Scrap Your Type Applications
I just ended an always-fun call with @sweirich with a nice little idea to try out: scrap some type applications.
Important Note: I have not re-read Barry Jay and @simonpj's Scrap Your Type Applications in preparation here. Just cheekily re-using their inspiring title.
The key observation is this: Suppose we have a data constructor K :: forall a b. ty1 -> ty2 -> ty3 -> T a b
(no existentials, context, or equalities yet, though they can be accommodated, too, as we'll see). If you know that K
is applied to all of its term-level arguments e1
, e2
, and e3
with known types, then, depending on the shape of ty1
, ty2
, and ty3
, you can often know the type of the applied data constructor. Examples:
(,) e1 e2 :: Tuple2 typeof(e1) typeof(e2)
Just e :: Maybe typeof(e)
(:) e1 e2 :: List typeof(e1)
ReaderT f :: ReaderT r m a
where (r -> m a) = typeof(f)
This does not always work, of course. Examples:
[] :: List ???
Nothing :: Maybe ???
Proxy :: Proxy ???
MkT e1 e2 :: T ??? typeof(e2)
(where MkT :: F a -> b -> T a b and F is a non-injective type family)

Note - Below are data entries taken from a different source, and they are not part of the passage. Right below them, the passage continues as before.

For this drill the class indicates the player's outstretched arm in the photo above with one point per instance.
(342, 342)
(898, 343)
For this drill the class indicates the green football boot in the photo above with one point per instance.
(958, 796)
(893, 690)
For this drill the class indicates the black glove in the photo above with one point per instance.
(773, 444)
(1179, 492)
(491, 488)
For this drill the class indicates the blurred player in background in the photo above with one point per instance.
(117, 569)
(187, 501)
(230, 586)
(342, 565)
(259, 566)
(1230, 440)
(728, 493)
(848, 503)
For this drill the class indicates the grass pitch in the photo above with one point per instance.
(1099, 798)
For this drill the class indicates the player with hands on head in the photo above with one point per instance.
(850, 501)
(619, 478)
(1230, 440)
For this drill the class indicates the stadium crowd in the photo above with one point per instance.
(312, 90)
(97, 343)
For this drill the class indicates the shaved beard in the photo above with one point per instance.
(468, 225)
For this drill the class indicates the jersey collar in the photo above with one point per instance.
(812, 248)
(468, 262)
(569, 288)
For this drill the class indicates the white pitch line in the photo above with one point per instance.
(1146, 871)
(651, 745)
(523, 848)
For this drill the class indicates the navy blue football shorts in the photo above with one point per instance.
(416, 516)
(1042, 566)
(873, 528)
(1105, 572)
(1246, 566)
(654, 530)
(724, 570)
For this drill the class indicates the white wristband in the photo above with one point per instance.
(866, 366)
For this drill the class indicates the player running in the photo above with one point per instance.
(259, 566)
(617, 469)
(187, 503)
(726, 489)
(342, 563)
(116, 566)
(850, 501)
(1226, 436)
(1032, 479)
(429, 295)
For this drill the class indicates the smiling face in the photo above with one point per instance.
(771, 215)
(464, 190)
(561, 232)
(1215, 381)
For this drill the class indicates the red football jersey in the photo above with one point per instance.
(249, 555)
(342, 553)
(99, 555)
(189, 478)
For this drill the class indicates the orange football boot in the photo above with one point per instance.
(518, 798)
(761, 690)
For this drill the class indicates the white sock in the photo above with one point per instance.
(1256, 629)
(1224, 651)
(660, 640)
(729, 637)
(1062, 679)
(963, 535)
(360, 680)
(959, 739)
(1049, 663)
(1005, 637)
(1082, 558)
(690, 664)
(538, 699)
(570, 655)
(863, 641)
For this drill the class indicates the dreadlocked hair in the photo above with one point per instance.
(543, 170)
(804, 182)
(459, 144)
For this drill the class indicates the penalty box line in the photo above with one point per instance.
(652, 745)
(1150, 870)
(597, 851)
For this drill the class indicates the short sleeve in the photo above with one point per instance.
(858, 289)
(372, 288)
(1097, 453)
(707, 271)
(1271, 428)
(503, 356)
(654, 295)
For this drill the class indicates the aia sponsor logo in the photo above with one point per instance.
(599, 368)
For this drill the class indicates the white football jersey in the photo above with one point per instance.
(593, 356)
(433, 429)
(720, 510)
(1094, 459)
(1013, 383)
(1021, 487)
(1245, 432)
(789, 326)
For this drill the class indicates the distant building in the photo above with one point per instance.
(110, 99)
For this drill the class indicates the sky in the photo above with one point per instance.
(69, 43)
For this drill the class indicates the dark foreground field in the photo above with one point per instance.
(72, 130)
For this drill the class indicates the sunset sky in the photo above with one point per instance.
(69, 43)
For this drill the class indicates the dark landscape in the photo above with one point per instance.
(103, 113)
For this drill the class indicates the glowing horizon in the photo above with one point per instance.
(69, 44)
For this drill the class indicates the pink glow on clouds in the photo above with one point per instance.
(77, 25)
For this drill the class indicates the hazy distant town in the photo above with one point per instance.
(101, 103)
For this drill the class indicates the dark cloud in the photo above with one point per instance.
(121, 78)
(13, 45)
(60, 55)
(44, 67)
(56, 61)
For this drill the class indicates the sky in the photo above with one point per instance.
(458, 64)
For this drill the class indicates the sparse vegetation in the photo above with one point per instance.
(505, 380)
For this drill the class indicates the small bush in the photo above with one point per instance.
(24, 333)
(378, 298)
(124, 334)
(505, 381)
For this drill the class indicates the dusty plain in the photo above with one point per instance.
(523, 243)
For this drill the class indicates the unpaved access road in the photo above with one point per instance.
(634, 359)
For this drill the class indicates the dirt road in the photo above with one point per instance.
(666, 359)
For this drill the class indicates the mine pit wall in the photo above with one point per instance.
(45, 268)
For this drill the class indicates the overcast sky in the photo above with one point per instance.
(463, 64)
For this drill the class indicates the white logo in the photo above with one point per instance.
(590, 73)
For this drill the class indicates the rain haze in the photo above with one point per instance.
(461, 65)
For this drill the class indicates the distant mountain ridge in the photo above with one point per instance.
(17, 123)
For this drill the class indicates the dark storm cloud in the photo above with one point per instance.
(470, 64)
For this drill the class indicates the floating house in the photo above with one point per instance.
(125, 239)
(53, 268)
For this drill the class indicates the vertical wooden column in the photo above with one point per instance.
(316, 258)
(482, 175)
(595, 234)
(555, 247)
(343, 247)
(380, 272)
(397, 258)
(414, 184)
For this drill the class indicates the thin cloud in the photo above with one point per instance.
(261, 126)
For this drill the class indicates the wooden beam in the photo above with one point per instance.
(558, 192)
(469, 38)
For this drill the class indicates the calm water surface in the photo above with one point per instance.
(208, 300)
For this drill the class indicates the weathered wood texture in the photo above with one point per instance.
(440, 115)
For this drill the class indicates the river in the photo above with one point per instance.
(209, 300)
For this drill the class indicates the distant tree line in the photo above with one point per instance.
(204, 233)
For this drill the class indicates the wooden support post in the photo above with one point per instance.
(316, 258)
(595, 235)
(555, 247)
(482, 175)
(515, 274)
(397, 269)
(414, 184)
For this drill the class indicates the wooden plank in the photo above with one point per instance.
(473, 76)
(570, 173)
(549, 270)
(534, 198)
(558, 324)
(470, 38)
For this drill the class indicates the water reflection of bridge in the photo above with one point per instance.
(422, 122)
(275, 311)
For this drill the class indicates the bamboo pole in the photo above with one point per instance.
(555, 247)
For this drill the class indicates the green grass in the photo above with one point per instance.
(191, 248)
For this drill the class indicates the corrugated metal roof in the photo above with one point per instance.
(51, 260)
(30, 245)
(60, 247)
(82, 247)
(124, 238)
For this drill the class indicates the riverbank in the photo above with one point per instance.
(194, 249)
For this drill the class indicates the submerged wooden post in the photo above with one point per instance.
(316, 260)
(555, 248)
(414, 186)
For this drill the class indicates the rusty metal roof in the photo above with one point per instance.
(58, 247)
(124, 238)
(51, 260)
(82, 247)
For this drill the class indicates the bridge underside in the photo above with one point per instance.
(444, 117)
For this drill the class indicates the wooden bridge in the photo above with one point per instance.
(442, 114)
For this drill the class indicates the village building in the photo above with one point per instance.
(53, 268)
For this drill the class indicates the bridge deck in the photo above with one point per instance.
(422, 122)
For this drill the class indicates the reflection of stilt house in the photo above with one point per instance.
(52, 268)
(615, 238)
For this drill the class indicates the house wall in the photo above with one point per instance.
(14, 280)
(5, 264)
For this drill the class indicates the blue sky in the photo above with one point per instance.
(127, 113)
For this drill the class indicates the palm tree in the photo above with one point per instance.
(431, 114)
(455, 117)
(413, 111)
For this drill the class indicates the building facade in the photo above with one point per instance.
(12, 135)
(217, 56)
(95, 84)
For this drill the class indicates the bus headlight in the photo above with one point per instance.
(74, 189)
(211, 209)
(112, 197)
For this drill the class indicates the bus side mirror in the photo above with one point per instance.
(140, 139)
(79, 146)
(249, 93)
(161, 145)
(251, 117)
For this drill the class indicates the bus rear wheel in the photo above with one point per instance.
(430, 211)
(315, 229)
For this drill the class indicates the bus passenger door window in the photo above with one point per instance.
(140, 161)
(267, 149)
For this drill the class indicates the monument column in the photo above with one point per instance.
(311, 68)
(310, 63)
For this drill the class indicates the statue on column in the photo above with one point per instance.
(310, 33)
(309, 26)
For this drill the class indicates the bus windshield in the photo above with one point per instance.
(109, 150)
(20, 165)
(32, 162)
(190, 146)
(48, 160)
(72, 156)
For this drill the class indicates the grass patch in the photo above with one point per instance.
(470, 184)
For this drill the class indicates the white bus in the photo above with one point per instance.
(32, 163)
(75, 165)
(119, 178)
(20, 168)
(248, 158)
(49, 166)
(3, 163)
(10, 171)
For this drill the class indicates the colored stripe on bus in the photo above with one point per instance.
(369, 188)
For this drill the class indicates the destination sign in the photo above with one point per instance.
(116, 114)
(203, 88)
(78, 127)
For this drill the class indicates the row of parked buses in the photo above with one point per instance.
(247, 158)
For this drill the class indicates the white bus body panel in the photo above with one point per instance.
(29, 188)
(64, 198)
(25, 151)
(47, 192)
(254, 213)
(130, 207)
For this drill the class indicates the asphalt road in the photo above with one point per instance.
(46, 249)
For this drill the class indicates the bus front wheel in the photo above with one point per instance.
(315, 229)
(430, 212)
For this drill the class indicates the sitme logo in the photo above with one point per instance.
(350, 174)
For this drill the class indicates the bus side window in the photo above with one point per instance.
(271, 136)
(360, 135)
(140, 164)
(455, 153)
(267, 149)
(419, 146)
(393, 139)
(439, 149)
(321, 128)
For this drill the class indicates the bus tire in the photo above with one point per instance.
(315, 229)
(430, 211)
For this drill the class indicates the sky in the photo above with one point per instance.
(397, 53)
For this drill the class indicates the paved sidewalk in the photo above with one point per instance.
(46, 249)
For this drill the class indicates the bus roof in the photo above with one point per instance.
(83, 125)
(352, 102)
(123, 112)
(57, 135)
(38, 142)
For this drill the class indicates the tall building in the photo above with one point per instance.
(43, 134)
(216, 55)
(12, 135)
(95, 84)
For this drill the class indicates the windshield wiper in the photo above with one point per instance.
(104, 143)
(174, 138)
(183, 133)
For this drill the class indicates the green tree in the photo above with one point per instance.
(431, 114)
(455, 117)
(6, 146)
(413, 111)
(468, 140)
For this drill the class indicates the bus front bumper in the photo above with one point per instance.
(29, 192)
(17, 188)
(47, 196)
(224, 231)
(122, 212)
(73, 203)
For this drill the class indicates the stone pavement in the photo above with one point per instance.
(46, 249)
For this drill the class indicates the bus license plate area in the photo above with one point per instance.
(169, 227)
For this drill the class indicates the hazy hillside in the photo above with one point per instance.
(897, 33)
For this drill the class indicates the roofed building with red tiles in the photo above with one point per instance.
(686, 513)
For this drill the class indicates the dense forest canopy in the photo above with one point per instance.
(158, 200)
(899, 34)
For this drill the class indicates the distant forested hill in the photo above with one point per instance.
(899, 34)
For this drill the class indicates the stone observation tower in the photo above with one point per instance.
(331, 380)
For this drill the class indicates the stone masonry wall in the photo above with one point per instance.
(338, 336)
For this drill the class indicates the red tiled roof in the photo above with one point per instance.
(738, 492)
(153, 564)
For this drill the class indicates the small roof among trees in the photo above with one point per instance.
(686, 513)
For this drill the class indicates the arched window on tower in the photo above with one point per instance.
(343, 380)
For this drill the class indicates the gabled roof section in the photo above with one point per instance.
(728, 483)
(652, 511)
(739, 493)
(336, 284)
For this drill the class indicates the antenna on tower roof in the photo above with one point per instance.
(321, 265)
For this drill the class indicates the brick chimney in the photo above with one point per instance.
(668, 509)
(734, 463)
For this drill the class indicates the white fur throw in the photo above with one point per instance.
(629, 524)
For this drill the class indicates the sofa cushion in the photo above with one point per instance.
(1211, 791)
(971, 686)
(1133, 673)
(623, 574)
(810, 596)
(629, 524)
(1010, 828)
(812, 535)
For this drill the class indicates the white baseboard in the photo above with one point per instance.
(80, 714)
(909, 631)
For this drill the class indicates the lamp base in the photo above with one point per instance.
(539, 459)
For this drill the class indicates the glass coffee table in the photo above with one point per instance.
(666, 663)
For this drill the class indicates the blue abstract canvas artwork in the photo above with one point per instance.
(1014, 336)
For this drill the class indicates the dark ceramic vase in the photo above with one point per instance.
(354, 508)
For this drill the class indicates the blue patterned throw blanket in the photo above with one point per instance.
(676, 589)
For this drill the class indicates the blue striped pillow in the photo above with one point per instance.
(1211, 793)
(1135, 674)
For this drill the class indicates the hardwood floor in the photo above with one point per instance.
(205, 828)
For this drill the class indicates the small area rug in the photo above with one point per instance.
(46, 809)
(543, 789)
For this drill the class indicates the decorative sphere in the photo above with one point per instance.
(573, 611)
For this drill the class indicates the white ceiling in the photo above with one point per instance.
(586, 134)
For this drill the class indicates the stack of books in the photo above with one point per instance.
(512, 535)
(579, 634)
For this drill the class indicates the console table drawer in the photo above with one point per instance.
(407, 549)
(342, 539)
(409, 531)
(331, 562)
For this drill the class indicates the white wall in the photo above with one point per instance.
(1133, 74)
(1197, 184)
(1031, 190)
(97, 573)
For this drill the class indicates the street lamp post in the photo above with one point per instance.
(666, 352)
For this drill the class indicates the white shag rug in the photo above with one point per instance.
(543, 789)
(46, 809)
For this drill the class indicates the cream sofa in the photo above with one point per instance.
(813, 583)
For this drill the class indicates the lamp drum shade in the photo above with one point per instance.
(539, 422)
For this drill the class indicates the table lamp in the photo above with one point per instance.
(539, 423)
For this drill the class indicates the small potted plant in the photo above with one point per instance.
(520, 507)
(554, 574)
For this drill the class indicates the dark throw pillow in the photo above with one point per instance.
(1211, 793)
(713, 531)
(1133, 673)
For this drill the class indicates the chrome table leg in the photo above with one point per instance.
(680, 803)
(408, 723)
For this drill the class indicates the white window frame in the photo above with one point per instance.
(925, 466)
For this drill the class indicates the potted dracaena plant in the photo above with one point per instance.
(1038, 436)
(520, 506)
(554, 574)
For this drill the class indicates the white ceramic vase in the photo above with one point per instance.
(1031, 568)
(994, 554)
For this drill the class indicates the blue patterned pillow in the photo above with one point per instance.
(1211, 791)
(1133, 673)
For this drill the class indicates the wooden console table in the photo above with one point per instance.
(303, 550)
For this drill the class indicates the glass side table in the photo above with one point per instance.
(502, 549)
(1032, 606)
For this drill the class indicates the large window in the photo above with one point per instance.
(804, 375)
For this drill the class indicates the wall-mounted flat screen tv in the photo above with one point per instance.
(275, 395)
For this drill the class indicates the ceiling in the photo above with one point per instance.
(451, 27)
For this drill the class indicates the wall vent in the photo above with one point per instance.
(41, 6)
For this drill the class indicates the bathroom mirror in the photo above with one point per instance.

Powered by this observation, I propose the following:
- Introduce a new constructor for
Expr b
,ConApp :: DataCon -> [Type] -> [Expr b] -> Expr b
. This constructor is used to represent saturated data constructor applications. - For every data constructor, we do an analysis of its type variables: those that are scrappable (that is, can be deduced from the type of term-level arguments) and those that are mandatory. ("required" is taken) Scrappable type variables are ones that appear in an injective position in at least one term-level argument type.
- The types supplied in a
ConApp
are only the mandatory ones. - The
DataCon
datatype will contain a new fielddcGetTypeParameters :: [Type] -> [CoreExpr] -> [Type]
that, given the mandatory type arguments and the expression arguments, figures out the scrappable type parameters. This field will be used inexprType
.
This plan seems relatively simple, both to describe and to implement. The new ConApp
form could, at first, be used in the bodies of data constructor wrappers, but we could look for other spots to introduce it -- perhaps in the simplifier. Note that (for now, at least) there would be no invariant saying all saturated data constructors are ConApp
s; there doesn't seem to be a concrete advantage to such a requirement. And this approach does not deal with intervening casts, which would remain as App
chains.
For (4), we would have to do some matching. But, actually, the function to get the type parameters could always be some kind of extraction function that would e.g. get the r
, m
and a
out from r -> m a
. If we determine that using the pure matcher is too slow, we could always write some custom code to produce the dcGetTypeParameters
function.
What do we think? Is it worth trying this as an experiment?